Thursday, 6 June 2013

Who will police the Chennai police commissionerate?

 Even after the city police installed dozens of CCTV cameras at every possible nook and corner of the city police commissioner’s office that are closely monitored by senior officials, petty thefts of electrical appliances, LCD television sets and even petrol have been taking place on a regular basis at the commissionerate deftly eluding these electronic eyes.

Around three weeks ago, a Samsung LCD television set disappeared mysteriously from the Intelligence Service (IS) administration office at the city police commissioner’s office. Shocked staff of the concerned department who noticed that the TV set was missing when they came to work one morning, frantically searched and inquired amongst each other. When the investigation made no headway, they chose to do what they knew best i.e. replace the stolen TV with a brand new of the same make and model. And, life went on as usual.

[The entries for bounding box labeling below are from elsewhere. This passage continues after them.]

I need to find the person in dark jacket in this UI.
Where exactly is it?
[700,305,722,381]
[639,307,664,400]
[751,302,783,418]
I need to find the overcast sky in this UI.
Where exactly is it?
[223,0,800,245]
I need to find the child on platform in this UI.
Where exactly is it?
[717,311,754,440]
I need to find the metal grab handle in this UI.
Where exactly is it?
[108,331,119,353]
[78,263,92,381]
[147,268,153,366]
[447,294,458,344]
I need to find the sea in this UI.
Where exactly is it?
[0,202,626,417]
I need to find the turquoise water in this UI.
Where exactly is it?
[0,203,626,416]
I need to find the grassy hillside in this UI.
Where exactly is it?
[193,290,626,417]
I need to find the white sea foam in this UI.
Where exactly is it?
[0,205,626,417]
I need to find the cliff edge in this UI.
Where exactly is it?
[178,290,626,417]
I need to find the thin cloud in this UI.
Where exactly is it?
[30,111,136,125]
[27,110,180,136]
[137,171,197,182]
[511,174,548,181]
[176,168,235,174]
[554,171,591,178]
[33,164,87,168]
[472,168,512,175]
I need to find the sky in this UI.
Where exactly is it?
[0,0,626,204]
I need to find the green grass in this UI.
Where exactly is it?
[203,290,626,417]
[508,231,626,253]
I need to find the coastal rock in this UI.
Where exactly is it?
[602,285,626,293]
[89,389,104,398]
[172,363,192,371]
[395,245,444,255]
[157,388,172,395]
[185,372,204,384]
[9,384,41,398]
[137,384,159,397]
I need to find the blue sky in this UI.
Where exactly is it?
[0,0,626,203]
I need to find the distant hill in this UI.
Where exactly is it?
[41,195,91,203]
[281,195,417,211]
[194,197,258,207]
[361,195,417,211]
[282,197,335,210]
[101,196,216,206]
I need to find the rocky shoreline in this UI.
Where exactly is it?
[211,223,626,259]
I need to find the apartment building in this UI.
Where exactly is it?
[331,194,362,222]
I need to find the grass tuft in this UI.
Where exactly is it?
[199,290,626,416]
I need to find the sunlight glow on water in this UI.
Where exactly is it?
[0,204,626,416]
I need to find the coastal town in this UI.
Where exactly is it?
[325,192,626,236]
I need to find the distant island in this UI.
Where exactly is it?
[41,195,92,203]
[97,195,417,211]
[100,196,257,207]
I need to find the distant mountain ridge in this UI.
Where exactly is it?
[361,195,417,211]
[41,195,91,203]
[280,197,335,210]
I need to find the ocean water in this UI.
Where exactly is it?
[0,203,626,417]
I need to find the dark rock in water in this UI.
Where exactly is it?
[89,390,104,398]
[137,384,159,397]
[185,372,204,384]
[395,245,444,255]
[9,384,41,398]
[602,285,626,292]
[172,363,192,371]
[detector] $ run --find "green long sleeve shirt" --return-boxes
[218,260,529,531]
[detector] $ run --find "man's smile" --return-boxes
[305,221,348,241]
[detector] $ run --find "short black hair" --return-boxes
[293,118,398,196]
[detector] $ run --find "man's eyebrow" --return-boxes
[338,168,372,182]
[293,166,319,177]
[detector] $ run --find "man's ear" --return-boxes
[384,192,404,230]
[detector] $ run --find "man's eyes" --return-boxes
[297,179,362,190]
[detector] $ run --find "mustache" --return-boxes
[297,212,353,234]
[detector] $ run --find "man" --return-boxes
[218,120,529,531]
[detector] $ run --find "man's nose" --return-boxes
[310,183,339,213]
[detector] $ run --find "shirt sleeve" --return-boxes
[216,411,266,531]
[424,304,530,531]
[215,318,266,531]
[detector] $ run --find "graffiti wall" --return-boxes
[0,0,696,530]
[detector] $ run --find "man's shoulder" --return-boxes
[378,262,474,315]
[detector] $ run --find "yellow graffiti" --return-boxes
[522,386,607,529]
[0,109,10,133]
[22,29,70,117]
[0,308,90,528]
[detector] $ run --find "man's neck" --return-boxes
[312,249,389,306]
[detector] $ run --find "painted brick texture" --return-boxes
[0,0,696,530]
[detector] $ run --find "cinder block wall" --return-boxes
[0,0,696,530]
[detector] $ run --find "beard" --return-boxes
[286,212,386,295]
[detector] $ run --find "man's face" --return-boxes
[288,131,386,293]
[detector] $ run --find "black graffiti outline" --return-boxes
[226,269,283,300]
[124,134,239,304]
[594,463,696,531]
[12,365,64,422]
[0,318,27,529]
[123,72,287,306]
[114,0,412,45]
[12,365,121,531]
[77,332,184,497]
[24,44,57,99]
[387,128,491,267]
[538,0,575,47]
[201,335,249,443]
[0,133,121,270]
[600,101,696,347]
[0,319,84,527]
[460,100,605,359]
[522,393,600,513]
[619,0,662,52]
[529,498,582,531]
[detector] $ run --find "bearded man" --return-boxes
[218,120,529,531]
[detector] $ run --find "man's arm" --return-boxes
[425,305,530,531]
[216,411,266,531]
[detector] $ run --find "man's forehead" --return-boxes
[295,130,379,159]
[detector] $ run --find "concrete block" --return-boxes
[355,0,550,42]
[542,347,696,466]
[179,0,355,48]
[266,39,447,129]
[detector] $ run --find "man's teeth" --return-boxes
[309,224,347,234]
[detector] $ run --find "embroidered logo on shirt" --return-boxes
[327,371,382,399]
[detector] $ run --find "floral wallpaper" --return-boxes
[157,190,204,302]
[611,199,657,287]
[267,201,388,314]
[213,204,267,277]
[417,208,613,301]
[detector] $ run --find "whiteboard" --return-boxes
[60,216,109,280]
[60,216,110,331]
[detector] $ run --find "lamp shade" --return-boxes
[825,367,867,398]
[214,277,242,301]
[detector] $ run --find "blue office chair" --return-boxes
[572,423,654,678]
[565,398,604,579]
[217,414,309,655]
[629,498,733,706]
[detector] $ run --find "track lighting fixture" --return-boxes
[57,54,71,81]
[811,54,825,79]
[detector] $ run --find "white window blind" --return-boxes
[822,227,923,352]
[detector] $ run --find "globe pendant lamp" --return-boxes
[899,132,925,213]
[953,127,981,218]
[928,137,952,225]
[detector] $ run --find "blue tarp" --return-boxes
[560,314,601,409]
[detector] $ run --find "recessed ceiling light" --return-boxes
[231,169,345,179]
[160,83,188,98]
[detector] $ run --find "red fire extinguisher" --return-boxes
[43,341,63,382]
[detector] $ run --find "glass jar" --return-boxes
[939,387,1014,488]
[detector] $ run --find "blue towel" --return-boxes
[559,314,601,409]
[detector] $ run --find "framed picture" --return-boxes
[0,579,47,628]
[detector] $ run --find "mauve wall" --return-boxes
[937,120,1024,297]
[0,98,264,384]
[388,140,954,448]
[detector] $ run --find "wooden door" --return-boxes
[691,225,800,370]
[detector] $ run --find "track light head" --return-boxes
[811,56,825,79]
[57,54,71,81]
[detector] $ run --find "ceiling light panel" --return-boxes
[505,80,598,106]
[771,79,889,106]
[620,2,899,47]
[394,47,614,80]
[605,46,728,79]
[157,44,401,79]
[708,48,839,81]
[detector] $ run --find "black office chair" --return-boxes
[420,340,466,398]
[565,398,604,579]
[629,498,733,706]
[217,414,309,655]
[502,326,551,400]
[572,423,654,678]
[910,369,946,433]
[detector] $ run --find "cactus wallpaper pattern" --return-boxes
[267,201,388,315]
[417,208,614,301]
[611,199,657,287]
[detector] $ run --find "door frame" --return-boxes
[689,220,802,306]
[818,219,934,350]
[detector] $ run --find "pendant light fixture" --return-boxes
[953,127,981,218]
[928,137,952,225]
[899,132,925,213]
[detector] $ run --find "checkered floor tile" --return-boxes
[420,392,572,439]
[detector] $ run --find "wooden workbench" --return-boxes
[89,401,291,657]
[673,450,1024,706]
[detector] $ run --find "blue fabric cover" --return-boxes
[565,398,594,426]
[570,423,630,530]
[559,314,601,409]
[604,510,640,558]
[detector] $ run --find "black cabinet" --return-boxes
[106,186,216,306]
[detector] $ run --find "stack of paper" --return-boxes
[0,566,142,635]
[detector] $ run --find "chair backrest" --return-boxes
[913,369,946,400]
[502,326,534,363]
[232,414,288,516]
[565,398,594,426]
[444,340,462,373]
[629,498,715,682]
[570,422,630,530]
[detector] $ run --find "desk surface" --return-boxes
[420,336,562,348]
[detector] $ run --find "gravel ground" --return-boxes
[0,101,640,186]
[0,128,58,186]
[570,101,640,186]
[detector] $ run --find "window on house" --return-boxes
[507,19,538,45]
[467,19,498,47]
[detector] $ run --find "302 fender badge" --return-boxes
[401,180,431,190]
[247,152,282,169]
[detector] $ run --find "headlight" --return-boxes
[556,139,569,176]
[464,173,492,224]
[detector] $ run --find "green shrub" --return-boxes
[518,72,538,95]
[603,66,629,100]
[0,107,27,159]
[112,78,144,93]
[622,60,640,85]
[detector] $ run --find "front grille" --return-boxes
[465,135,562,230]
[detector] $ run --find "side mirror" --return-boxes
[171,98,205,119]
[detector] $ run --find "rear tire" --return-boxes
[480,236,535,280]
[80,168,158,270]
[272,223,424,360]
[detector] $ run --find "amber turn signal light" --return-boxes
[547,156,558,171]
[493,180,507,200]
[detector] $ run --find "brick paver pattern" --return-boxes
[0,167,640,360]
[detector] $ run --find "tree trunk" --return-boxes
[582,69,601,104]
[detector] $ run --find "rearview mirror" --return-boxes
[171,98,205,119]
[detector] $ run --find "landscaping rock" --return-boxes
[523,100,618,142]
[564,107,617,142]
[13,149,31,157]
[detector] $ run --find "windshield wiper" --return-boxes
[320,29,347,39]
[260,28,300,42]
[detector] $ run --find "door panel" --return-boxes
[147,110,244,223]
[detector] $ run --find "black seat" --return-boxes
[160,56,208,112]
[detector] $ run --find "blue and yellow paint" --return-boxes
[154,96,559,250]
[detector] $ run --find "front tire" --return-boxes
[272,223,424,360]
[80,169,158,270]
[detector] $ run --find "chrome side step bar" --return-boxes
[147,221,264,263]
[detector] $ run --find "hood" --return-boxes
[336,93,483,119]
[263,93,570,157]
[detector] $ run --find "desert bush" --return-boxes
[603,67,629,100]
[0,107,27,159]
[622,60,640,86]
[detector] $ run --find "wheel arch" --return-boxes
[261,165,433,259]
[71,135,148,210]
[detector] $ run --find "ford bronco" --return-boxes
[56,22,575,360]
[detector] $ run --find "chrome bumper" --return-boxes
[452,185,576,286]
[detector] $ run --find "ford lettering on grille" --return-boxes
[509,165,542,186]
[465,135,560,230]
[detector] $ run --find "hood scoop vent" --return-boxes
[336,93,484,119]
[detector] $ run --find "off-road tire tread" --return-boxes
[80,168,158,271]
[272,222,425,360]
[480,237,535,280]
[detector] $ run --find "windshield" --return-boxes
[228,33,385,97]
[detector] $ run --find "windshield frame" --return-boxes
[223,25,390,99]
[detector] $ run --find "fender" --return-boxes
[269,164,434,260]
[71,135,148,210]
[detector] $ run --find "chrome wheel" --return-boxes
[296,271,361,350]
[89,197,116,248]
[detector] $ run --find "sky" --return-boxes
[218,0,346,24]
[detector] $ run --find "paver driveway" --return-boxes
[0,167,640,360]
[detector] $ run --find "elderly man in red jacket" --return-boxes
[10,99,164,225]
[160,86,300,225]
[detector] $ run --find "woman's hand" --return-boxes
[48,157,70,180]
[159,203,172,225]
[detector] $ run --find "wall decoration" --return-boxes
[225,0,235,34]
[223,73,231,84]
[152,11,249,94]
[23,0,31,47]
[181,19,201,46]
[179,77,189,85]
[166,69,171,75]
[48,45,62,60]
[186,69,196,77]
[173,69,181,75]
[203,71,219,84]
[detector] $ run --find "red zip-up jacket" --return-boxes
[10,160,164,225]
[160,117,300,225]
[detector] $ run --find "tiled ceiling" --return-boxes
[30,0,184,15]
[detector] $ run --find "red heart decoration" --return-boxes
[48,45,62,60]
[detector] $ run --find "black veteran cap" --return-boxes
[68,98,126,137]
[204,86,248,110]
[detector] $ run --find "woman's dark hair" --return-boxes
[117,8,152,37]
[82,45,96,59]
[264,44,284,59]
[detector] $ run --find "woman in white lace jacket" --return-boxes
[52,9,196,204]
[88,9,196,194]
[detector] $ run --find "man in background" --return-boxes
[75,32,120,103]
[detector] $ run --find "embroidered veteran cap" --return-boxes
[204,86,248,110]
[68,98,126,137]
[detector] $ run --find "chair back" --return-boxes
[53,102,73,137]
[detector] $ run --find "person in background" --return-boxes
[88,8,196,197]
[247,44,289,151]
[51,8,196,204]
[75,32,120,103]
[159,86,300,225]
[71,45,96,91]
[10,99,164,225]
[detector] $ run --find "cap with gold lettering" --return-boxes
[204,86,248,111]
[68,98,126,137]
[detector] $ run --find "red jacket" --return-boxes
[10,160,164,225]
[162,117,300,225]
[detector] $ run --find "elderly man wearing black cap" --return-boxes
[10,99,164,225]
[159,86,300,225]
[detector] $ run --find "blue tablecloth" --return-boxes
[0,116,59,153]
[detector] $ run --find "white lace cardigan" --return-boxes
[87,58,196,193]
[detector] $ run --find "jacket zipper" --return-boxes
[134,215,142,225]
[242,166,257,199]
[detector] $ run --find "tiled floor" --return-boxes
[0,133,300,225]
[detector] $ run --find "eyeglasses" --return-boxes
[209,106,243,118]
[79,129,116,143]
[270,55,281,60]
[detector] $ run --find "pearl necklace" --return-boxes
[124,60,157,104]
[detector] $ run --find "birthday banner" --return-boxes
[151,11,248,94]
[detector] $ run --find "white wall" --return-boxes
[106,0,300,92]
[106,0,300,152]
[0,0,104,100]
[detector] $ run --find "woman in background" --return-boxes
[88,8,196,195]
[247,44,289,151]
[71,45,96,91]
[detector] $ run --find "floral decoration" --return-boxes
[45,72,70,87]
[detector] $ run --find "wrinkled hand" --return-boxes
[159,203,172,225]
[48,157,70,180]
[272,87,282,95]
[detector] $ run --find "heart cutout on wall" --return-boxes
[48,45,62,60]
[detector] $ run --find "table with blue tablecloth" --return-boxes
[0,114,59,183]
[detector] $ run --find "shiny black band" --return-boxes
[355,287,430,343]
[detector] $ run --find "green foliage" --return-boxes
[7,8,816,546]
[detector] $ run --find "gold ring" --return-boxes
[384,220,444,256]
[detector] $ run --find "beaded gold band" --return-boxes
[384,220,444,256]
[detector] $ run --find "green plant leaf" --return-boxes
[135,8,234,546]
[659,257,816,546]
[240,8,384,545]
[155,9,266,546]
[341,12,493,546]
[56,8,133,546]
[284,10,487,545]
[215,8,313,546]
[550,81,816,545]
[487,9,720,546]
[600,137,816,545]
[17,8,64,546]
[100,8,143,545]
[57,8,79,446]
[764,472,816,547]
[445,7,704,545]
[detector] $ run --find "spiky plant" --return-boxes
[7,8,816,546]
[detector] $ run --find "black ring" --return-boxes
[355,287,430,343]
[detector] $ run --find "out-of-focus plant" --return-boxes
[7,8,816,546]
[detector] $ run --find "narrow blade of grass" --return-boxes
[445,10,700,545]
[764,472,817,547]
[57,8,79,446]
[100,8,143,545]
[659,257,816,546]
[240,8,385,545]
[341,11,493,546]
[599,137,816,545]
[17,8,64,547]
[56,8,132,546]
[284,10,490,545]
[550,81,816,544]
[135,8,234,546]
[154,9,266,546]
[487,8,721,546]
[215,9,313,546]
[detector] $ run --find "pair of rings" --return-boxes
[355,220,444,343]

A few days later, a constable from the same department traced the missing television set at the home of a superior when he went to the officer’s home. When he pretended to look away, the constable found some tube light sets that also closely resembled ones purchased by the police department recently. “The constable noticed other electrical and electronic gadgets meant for the city police headquarters at the home of the senior police personnel who was a driver,” a police source said. “Police drivers at the commissionerate are very powerful among the ranks and nobody messes with them,” he added.

As there was no formal complaint or any inventory assessment, the vanished television went unnoticed like so many other gadgets that disappear from the city police headquarters on a regular basis.

While these thefts are mostly off-the-record, the on-record thefts at the commissionerate are that of petrol and diesel. It is common knowledge among police circles that most of the private vehicles of police personnel run on fuel paid for by the city police. “Siphoning of petrol is so rampant that sons of policemen often have more than one bike as fuel expenses are nil,” a police official said.